Avec l’innovation, la R&D française est "plébiscitée" par les investisseurs étrangers. Il est vrai que notre pays est celui qui, au sein de l’UE, fournit proportionnellement les plus importantes dépenses en aides publiques pour la R&D des entreprises. Ceci passe par diverses incitations fiscales, subventions ou collaborations. En 2018, l’OCDE rappelait que la France dépensait près de 2,25% de son PIB en recherche & développement, soit environ 56 milliards de dollars (16), élevant notre pays au septième rang européen. La dépense intérieure en R&D des entreprises (DIRDE) représente 1,44% (soit environ 33 milliards d’euros) du PIB, soit les deux tiers du total national consacré à cette branche. En 2015, dernières données disponibles, la DIRDE française se répartissait pour moitié dans l’industrie manufacturière & primaire / énergie / BTP. La seconde partie était dédiée à la R&D des services, tels l’information-communication, ou les activités spécialisées, scientifiques et techniques. En valeur ajoutée, près de 80% provenaient du secteur des services. Pour autant, la R&D des seules entreprises reste insuffisante pour un développement optimal. Un conseil et un accompagnement spécialisés interviennent de manière croissante, comme le montre le secteur croissant des entreprises de services du numérique (ESN, ex-SSII).

En juin 2019, le Syntec Numérique, syndicat des métiers ESN, publiait ses chiffres : une croissance respectivement de 4,1 et de 4,2% pour 2018 et 2019 dans le secteur, avec 79% des entreprises envisageant une croissance de leur chiffre d’affaires, principalement grâce aux projets de transformation numérique. En 2019, les SMACS constitueront par exemple près d’un tiers du marché logiciels et services. Cet acronyme lancé par IBM, Cap Gemini et d’autres ESN signifie social, mobile, analytique, cloud et sécurité et se présente comme les "principaux leviers de la transformation digitale des entreprises" (20). Formées principalement d’ingénieurs et de consultants, les ESN comme Médiane Système répondent à ces besoins. Se fondant sur son expérience transversale de trente ans, François Bertauld, PDG de la PME française, voit ainsi son cœur de métier comme "un soutien essentiel à l’innovation industrielle", qu'il considère comme "la R&D externalisée de l’industrie.

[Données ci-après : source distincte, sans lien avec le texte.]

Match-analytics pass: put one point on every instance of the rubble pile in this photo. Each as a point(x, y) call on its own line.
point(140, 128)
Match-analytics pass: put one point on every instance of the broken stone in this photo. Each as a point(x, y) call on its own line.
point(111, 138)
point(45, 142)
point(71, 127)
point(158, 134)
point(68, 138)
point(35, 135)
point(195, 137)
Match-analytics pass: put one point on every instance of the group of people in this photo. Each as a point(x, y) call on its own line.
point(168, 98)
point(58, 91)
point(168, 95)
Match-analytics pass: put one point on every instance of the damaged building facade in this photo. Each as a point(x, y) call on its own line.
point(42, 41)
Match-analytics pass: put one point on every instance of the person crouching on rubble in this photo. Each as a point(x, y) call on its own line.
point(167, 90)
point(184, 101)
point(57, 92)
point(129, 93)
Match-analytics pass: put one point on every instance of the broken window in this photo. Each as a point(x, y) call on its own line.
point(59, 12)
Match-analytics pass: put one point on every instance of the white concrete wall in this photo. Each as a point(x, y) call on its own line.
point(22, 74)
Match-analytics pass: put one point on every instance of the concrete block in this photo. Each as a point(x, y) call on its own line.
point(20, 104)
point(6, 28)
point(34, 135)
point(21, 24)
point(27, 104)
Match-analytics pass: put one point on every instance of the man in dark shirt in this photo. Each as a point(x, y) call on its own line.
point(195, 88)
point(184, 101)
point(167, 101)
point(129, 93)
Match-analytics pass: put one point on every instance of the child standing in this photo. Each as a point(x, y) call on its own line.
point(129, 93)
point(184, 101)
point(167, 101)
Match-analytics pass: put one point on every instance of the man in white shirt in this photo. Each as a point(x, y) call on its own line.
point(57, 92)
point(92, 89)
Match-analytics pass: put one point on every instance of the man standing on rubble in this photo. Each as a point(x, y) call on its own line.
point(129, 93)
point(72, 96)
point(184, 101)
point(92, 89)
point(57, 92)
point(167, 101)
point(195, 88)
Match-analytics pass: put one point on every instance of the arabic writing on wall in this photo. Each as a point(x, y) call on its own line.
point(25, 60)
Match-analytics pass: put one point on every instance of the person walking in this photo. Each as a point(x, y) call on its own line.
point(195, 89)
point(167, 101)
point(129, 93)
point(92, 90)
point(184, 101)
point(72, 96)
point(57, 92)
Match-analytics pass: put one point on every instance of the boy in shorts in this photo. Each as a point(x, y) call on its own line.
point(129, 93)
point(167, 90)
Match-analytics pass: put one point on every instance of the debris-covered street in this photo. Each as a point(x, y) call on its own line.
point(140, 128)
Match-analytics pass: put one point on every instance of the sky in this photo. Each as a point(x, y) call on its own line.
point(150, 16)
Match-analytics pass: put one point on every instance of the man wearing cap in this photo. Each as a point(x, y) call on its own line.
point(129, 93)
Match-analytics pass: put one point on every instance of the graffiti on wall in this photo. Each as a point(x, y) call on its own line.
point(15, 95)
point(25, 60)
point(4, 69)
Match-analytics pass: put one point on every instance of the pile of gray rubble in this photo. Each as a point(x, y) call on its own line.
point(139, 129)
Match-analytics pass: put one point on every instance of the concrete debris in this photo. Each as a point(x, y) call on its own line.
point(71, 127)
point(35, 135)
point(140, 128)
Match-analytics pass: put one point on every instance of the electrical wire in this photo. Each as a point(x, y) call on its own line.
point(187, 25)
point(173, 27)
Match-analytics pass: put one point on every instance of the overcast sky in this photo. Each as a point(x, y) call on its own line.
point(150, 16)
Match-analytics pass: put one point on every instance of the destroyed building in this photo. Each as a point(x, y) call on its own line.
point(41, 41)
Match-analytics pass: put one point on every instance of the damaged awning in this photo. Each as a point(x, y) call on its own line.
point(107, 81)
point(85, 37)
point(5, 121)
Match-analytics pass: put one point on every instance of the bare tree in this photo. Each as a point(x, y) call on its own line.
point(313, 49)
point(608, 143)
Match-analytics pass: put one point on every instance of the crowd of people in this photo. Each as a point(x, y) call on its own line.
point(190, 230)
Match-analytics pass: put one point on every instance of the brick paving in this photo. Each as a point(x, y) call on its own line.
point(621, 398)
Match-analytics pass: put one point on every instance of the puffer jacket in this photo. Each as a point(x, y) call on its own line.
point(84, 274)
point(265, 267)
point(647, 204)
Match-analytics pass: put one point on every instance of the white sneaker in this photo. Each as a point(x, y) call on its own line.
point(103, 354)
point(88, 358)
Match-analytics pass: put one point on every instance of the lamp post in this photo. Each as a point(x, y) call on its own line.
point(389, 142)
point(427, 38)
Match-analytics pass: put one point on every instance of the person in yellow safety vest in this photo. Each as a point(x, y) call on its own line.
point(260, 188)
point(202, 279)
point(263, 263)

La PME française a par exemple contribué à réaliser un cœur artificiel pour Carmat ou encore pour Thales un banc de test de FPGA pour l’Airbus A350. Mais l’expertise des ESN est plus large et comprend, pour Médiane Système comme pour d’autres, "plusieurs dizaines de métiers, de la maintenance au test de validation en passant par le développement de logiciels techniques, la sécurité informatique, etc." De manière schématique, il s’agit du moyen le plus adapté pour une entreprise d’éviter de finir comme Kodak faute d’innovation au bon moment et de la manière appropriée.

La complémentarité des entreprises et des ESN permet aux premières de disposer d’un appui d’acteurs déjà spécialisés dans ce secteur grâce à leur expérience et à leur ancienneté. La reprise des emplois industriels permet d’escompter que les entreprises françaises profiteront de la transition numérique pour renforcer leur capacité et qualité de R&D. Cela, tant pour leur développement que pour rester en situation de leadership, à l’image par exemple de l’industrie 4.0 déjà très avancée en Allemagne.